Они допили кофе и прошли в зал. Иван сел на диван, Лешка в кресло. Кофе не хотел усваиваться, организм сопротивлялся любому вторжению в него. Парни вспотели, будто вагоны разгружали. Да и вялость какая-то, не сравнимая ни с чем. То клонило в сон, то сердце начинало стучать при каждом звуке, возвращая неимоверную бодрость. Но через какие-то пару минут веки снова наливались свинцом. Тело засыпало, а мозг, зараженный паникой, продолжал работать, обостряя слух. Ивану казалось, что он слышит даже, как кто-то чихнул в соседнем доме.
Он встал, подошел к Лешке и сильно толкнул его.

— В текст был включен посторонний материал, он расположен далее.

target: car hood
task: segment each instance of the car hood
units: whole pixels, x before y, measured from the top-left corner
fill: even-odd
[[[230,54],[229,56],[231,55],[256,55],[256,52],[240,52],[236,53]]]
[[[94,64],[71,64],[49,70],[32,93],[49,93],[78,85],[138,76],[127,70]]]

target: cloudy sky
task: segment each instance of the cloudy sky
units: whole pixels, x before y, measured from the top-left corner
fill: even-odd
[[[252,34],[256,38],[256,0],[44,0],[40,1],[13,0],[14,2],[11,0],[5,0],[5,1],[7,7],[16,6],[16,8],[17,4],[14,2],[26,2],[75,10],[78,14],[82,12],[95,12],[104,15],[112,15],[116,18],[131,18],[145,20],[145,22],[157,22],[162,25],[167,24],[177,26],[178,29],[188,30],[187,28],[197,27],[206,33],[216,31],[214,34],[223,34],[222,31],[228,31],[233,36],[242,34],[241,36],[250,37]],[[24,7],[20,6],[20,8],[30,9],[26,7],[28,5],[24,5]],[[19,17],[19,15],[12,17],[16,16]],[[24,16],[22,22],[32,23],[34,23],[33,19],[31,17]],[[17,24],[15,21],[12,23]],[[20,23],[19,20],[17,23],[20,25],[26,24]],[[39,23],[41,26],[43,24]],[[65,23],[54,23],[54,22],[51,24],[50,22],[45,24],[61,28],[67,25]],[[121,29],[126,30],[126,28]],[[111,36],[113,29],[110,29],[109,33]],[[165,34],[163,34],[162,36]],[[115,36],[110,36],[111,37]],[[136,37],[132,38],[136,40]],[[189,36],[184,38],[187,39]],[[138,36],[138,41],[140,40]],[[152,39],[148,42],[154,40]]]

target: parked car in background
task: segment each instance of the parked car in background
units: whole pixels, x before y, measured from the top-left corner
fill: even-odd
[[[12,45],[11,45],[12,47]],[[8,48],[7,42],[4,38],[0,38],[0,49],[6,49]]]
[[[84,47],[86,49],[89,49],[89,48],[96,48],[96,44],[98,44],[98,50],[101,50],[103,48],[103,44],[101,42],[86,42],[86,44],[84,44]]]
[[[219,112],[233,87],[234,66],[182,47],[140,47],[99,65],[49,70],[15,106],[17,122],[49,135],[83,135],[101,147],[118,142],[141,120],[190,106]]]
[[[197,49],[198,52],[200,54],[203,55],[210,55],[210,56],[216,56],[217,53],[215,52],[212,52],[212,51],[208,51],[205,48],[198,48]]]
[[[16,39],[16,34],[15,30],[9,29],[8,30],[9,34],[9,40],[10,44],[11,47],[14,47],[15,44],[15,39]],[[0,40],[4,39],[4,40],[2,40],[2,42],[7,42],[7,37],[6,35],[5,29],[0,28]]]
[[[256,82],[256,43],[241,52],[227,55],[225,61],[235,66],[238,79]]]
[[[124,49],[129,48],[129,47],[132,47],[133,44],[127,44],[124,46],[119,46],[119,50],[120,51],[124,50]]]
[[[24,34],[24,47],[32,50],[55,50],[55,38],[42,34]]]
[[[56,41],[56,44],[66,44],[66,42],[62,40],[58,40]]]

– Леха, нам надо двигаться. Иначе мы умрем раньше, чем придут призраки.
– Нам пора навестить Эдика, – вяло произнес Леша.
– Ладно, пошли. Сегодня надо выловить его. Тем более что у нас больше не осталось никаких вариантов.
Жиров набрал номер доктора Соколова. Гудки. Ну, давай! Давай же! Вдруг щелчок.
– Приемная доктора Соколова. Чем мы можем вам помочь?
– Алло! Наташенька, Илья Сергеевич у себя?
– А кто его спрашивает?
Чертова кукла! Официальный тон этого раскрашенного манекена раздражал Эдика, но он как можно вежливее ответил:
– Эдуард Жиров.
Он услышал шорох бумаг, потрескивание. Потом манекен с накрашенными губами произнес:
– Эдуард Филиппович? Вы знаете, а Ильи Сергеевича сегодня не будет.
– Передайте ему, что я звонил.
На другом конце раздался щелчок, и гудки перебили Жирова на полуслове.
«Она даже не дослушала меня! Сука! Надо ехать к этому доктору Алкоголю».
Эдик встал и, пошатываясь, пошел в ванную. Он шел осторожно, стараясь не споткнуться о бутылки на полу.
Наконец этот нелегкий путь удалось преодолеть. Включил свет. Тусклая лампочка осветила бежевые стены, пожелтевшую ванну с отколотой эмалью. Зеркало напомнило о вчерашнем приступе. Из центра овала, будто паутина, к краям расходились трещины. Это он сам с собой повздорил. Несмотря на повреждения, зеркало все-таки показало Эдику, что дела его ни к черту. А точнее, на лице отражалось его внутреннее состояние.
Он брызнул себе в лицо холодной водой. Поморщился.
«Надо бы побриться, а руки трясутся. Так и до самоубийства недалеко. Чик по горлышку – и нет Эдика».
Трясущейся рукой Жиров достал с полки пластиковый стаканчик с бритвенными принадлежностями и попытался выудить станок. Не получилось. Перевернул стакан. Сморщенный тюбик крема для бритья, облезший помазок и станок выпали в раковину. Он еще раз зачем-то тряхнул стаканчик, и оттуда выпала тонкая пластинка. Эдик задумался. Словно под гипнозом доктора-мать-его-Соколова, он смотрел на блестящую поверхность лезвия. Затем придавил стальную пластинку к керамической поверхности раковины и со слабым скрежетом потянул вверх. Поддел большим пальцем и поднял к лицу. Если бы он сейчас что-нибудь замечал, кроме бликов на стальной поверхности, то наверняка увидел бы – руки больше не тряслись.